Pablo Cote holds a photo of his deceased father of the same name in July 2013 in Tlaxcala, Mexico. Cote was kidnapped while driving back from the U.S. border to the east-central state of Tlaxcala. He was beaten to death, part of the mass killing of 193 bus passengers and other travelers by the Zetas. Ivan Pierre Aguirre/AP hide caption

toggle caption Ivan Pierre Aguirre/AP
Pablo Cote holds a photo of his deceased father of the same name in July 2013 in Tlaxcala, Mexico. Cote was kidnapped while driving back from the U.S. border to the east-central state of Tlaxcala. He was beaten to death, part of the mass killing of 193 bus passengers and other travelers by the Zetas.

Pablo Cote holds a photo of his deceased father of the same name in July 2013 in Tlaxcala, Mexico. Cote was kidnapped while driving back from the U.S. border to the east-central state of Tlaxcala. He was beaten to death, part of the mass killing of 193 bus passengers and other travelers by the Zetas.

Ivan Pierre Aguirre/AP

Local police in the city of San Fernando in northern Mexico were involved in the 2011 massacres of 193 mainly Central American migrants whose bodies were found in mass graves, according to federal prosecutors.

The claim appeared in a memo sent by Mexico's Attorney General's Office to The National Security Archive, a Washington D.C.-based research organization that solicited the information under Mexican transparency laws. It published the memo on its website on Monday and highlighted the similarities in the case to what happened with the 43 teachers college students who disappeared in southern Guerrero state in September.

The students were abducted by local police linked to a drug cartel in the city of Iguala and handed over to the members of the Guerreros Unidos gang who after killing them are believed to have burned their bodies and dumped the remains into a river, according to Mexico's government.

The case has generated angry protests in Mexico and abroad over the alleged involvement of police and corrupt officials. Reports have emerged of mayors and police forces in cities in parts of Mexico being on the payroll of cartels.

In San Fernando, a city of 60,000 inhabitants in Tamaulipas state near the Texas border, local police worked as lookouts for the brutal Zetas drug cartel, as well as turning a blind eye to cartel activity, according to members of the Zetas cited in the memo.

The Zetas were fighting for control of human trafficking networks with the Gulf Cartel.
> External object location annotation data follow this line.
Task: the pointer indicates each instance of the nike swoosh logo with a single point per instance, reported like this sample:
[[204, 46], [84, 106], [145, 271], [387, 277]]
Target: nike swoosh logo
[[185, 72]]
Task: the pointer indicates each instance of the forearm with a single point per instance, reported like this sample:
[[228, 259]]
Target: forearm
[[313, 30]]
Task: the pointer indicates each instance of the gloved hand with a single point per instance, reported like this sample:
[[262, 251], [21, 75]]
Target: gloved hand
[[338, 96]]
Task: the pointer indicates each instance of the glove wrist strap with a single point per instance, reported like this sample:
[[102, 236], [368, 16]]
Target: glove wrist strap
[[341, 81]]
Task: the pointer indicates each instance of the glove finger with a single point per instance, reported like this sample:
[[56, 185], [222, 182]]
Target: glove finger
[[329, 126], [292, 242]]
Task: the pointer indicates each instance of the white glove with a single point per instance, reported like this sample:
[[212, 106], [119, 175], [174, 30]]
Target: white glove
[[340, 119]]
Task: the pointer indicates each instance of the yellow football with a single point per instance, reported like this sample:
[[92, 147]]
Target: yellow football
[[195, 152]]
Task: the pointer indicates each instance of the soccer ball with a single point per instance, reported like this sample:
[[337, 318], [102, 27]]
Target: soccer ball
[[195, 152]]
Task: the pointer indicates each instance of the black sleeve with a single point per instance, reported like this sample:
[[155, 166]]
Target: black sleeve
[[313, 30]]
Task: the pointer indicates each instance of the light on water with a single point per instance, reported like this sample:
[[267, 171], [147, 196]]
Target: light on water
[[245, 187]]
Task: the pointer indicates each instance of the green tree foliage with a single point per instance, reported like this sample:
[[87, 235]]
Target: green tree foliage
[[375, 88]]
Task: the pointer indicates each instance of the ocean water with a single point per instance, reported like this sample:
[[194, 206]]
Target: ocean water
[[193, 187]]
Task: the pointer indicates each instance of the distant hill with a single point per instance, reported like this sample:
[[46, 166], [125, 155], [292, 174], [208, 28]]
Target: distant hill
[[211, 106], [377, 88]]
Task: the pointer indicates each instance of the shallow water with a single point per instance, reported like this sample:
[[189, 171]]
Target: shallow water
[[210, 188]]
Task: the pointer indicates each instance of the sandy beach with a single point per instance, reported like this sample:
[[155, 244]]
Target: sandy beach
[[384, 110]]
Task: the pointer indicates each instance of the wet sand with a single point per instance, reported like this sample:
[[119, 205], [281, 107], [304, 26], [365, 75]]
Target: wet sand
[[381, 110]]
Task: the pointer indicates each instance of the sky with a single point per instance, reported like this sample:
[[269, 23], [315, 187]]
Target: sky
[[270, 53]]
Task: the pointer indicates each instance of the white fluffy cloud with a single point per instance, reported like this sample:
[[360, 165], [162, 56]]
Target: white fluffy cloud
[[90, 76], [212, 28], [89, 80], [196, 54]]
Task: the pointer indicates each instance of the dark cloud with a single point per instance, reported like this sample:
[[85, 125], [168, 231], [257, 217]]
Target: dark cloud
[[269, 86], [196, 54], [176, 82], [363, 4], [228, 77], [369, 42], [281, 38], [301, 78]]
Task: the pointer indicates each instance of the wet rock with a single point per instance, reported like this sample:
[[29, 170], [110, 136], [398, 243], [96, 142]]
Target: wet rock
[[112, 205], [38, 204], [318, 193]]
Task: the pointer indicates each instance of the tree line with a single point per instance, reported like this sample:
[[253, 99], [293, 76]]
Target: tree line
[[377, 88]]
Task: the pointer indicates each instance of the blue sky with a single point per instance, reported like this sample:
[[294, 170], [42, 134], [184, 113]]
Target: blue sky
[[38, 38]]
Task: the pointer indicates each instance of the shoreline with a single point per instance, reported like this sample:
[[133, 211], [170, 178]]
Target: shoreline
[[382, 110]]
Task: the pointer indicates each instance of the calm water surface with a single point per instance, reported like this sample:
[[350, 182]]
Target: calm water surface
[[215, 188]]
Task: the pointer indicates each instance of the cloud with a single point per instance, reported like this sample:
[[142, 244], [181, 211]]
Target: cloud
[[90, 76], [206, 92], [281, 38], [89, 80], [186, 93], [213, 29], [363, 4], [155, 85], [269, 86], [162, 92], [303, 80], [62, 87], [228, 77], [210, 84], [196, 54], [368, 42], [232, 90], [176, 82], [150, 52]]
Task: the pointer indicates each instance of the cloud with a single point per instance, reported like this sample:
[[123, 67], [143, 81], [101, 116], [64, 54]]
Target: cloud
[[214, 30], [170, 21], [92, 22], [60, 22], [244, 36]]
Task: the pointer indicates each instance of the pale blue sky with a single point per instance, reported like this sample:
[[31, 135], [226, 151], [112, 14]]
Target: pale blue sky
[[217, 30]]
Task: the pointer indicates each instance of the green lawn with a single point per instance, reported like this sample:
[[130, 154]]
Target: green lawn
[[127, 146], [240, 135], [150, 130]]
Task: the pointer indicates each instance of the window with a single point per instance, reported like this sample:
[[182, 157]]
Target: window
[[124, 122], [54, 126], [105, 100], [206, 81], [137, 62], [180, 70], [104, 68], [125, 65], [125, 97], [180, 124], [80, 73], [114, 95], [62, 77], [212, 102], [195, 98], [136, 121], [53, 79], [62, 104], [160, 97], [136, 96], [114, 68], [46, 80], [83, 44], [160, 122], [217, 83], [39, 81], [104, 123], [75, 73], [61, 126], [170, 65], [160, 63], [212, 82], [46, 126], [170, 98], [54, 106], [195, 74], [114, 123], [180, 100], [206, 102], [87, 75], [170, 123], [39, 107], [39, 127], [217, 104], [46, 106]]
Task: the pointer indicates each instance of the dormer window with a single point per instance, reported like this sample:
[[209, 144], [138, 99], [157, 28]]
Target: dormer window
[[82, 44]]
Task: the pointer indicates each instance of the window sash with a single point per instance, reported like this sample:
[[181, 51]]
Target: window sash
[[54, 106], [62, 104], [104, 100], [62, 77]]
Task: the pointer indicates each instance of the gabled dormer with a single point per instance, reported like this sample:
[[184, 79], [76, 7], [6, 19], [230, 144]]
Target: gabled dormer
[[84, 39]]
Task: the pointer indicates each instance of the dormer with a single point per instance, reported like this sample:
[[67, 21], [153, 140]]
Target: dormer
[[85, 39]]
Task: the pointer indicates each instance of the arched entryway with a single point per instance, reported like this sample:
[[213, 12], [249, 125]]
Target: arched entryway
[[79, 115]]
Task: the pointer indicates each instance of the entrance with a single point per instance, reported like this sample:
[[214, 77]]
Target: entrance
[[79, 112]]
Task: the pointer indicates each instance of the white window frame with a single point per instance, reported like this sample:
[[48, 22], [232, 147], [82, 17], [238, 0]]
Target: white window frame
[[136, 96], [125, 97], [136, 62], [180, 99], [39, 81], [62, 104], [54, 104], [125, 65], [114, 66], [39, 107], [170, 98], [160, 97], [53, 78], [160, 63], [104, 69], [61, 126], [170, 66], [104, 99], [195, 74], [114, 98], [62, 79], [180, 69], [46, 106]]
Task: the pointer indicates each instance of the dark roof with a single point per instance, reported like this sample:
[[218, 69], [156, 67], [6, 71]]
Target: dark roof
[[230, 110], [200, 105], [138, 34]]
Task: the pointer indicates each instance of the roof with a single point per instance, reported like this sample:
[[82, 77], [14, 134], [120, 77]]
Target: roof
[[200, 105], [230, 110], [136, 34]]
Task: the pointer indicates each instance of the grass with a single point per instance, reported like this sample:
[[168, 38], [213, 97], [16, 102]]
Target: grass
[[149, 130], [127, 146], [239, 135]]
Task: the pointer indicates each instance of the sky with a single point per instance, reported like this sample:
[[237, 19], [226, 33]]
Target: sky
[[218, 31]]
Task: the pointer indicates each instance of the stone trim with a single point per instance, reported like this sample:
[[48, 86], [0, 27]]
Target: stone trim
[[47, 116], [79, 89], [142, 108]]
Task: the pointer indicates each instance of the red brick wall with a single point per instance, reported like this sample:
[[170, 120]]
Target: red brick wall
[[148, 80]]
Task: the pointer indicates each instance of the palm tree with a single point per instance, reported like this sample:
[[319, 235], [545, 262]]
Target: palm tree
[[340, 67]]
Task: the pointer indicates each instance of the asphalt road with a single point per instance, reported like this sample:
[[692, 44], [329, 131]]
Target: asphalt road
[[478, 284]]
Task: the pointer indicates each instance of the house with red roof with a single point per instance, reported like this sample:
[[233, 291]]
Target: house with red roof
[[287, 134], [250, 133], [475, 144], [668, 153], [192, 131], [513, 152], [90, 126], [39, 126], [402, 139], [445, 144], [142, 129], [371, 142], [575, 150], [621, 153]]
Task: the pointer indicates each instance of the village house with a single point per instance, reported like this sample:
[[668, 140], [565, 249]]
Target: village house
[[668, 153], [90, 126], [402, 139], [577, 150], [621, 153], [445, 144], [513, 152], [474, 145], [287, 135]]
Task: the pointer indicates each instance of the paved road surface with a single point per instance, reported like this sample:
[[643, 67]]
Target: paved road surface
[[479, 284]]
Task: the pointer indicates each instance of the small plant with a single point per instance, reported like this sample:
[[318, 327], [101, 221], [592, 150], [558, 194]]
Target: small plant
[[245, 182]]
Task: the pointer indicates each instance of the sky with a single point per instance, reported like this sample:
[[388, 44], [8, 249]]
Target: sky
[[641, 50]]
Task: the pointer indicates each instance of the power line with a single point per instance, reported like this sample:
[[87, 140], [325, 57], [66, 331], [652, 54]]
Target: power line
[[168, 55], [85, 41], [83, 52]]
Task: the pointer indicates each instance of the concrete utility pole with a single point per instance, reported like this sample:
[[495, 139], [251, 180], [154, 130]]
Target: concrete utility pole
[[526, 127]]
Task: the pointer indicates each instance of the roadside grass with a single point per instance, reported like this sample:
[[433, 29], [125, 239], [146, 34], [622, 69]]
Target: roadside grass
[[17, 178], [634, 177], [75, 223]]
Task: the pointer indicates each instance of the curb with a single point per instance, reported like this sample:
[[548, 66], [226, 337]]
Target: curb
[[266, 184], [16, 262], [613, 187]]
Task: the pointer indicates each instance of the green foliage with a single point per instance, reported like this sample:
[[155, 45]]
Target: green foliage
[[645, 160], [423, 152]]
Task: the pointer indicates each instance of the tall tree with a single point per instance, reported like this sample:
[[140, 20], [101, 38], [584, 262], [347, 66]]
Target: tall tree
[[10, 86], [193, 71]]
In 2011 there were many cases of the mass kidnapping of migrants heading north to try to cross illegally into the United States. Officials have said that most of the bodies found in and around San Fernando belong to migrants kidnapped off buses and killed by the Zetas, some because they refused to work as drug mules.

In the memo, detained Zetas told authorities that local police helped in the "intercepting of people."

This is the first time the Attorney General's Office has declassified documents related to the mass killings of migrants perpetrated in northern Mexico in recent years. These are the killing of 72 migrants in San Fernando in August 2010, the discovery of at least 193 bodies in 47 clandestine graves in San Fernando between April and May of 2011, and the discovery of 49 human torsos in Cadereyta in the neighboring state of Nuevo Leon in May 2012.

The Foundation for Justice and the Democratic Rule of Law, a group that advises relatives of the victims in San Fernando, had already denounced the alleged participation of authorities in the crimes.

The group's director, Ana Lorena Delgadillo, told The Associated Press that the memo confirms "the degree of participation by the police."

"This is a very important step toward finding the truth," said Delgadillo, lamenting that the declassified memo didn't give much more information than that 18 local police officers were being investigated.

In 2013, the foundation signed an agreement with the Attorney General's Office, a team of Argentine forensic scientists and other non-governmental organizations to identify and find the cause of death of the at least 314 migrants killed in the three massacres.

According to the foundation, as of May 2014, about 200 of the bodies remain unidentified.